On May 12, 2021, the European Court of Justice (ECJ) announced its decision to annul findings by the European Commission (Commission) that would have required Amazon to remit €250 million (approximately $300 million) to Luxembourg. The Commission previously ruled that Amazon's subsidiary in Luxembourg gained an undue tax reduction when the subsidiary paid royalties to Amazon in violation of the arm's length principle, and that such reduction constituted illegal state aid.
Fact pattern of the Amazon case:
In 2004, Amazon US structured its European operations through Amazon EU Sàrl (Amazon Lux), a Luxembourg-based operating subsidiary, to shift profits to Amazon Europe Holding Technologies (Amazon EU). The holding company was a limited partnership with no employees, offices or business activities.

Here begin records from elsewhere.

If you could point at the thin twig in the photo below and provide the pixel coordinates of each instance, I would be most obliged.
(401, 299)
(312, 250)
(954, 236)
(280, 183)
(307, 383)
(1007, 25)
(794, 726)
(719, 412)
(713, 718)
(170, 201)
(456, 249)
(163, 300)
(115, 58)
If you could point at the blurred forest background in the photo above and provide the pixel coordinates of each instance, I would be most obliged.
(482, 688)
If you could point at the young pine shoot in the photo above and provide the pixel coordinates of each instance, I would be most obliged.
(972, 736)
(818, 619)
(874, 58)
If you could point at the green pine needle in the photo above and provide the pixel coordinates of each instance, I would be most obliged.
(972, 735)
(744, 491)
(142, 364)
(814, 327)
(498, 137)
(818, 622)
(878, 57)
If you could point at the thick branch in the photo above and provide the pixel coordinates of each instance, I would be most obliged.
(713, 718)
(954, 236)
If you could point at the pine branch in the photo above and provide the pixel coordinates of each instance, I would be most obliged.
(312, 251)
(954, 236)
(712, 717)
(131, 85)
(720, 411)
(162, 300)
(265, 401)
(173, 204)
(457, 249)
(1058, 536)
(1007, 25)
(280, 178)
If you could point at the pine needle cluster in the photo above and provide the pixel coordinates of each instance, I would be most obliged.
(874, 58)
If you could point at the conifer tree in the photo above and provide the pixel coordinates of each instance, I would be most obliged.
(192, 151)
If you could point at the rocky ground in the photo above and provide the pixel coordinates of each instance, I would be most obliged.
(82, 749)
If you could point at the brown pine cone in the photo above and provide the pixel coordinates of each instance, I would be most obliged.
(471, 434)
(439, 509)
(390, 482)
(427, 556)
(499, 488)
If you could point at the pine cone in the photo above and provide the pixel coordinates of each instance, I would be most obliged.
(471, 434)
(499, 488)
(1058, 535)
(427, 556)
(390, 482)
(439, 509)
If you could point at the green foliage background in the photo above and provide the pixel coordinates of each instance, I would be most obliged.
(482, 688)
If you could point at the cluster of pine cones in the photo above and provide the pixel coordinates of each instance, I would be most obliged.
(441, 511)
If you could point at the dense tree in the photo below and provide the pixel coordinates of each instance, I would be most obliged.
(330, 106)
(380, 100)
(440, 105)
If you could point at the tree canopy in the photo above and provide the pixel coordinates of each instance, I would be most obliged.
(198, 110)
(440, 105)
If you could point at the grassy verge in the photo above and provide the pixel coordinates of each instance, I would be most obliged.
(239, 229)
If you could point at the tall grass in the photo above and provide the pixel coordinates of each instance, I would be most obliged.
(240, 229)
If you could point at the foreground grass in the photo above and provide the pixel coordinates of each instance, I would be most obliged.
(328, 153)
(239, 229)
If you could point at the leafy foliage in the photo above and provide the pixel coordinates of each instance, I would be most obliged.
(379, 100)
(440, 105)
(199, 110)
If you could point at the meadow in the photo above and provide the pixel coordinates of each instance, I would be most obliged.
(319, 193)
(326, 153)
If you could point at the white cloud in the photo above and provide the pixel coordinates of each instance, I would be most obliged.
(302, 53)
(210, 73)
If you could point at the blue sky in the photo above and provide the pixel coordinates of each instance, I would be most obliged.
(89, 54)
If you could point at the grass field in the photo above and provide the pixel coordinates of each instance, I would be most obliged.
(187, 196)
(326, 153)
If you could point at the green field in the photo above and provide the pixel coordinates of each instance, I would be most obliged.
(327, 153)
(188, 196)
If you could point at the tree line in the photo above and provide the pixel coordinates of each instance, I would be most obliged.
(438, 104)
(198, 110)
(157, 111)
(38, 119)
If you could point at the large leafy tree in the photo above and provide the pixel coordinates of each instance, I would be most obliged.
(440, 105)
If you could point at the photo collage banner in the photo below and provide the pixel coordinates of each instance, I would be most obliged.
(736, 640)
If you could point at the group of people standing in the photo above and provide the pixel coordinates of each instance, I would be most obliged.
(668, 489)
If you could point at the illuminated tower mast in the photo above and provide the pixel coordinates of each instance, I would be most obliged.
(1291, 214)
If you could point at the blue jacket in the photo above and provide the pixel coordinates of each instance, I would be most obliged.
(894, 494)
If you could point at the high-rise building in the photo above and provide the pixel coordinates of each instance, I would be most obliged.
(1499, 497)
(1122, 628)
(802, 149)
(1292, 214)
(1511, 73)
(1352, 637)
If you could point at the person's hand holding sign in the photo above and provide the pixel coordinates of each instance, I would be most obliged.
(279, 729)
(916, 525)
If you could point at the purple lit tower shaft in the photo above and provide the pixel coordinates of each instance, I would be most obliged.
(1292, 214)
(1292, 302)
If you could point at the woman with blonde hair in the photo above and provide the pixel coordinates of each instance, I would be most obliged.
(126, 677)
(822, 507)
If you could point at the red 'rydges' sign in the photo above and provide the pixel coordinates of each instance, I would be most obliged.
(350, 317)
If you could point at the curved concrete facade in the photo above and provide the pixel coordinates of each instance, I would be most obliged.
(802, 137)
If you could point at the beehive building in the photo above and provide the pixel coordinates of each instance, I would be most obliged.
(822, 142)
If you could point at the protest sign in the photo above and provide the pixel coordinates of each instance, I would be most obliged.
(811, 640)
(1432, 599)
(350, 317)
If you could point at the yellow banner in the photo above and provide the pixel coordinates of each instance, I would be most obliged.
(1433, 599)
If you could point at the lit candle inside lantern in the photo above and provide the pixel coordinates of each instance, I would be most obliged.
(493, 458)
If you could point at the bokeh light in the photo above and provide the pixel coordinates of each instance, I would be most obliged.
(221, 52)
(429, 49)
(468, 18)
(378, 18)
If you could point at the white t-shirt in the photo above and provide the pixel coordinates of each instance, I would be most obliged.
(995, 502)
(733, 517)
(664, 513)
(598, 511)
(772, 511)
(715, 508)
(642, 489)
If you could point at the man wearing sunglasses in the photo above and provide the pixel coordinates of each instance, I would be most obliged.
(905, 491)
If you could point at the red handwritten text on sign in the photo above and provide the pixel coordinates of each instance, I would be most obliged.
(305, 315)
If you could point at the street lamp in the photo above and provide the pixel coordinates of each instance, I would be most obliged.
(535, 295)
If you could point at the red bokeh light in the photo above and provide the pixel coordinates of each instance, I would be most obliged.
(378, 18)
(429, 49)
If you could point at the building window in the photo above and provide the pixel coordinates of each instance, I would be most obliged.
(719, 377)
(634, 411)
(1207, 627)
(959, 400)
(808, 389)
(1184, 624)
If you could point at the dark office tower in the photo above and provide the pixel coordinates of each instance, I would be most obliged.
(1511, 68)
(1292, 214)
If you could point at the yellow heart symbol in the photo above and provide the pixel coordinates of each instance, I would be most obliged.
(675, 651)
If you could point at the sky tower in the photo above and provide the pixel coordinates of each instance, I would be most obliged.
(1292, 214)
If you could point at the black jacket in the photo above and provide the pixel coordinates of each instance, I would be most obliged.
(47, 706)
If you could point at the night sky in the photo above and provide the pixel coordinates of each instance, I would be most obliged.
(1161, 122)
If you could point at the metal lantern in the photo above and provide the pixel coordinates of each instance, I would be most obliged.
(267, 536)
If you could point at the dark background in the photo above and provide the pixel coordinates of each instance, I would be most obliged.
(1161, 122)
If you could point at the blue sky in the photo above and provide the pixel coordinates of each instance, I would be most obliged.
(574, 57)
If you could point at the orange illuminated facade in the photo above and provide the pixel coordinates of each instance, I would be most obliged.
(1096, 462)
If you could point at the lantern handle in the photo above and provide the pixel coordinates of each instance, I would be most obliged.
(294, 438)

Amazon Lux held the intellectual property (IP) rights under a November 2003 cost-sharing agreement with Amazon US and was required to make annual cost-sharing payments for the future development of Amazon's intangibles for the European market. In doing so, the arrangement allowed the holding company to grant an exclusive license to Amazon EU and receive royalty payments in return.
Even though Amazon Lux had adequate substance in managing the cost-share arrangement, it did not manage nor control the research and development activities performed by Amazon US. In fact, Amazon Lux only paid to cover the costs of developing the IP.
Amazon defended its position by arguing that the IP transfer was conducted at arm's length. In contrast, the Commission argued that the royalties were inflated to reduce Amazon's taxable profits. While the Luxembourg authorities and Amazon favored the comparable uncontrolled price (CUP) method, the Commission argued that the residual profit method was more reliable.
In October 2017, the Commission issued its decision that a tax ruling in effect between 2006 and 2014 reduced the tax rate on royalties granted to relevant Amazon group members, which effectively awarded the group €250 million (approximately $300 million) in state aid that must be remitted to Luxembourg.
The European Court of Justice Ruling:
In its judgment, the ECJ upheld, in essence, the arguments of Luxembourg and Amazon, challenging both the primary and subsidiary findings of an advantage, and subsequently annulled the contested decision in its entirety. According to the ECJ, the Commission failed to demonstrate that a Luxembourg tax ruling supporting Amazon's transfer pricing methodology created an unfair advantage to Amazon under EU state aid law.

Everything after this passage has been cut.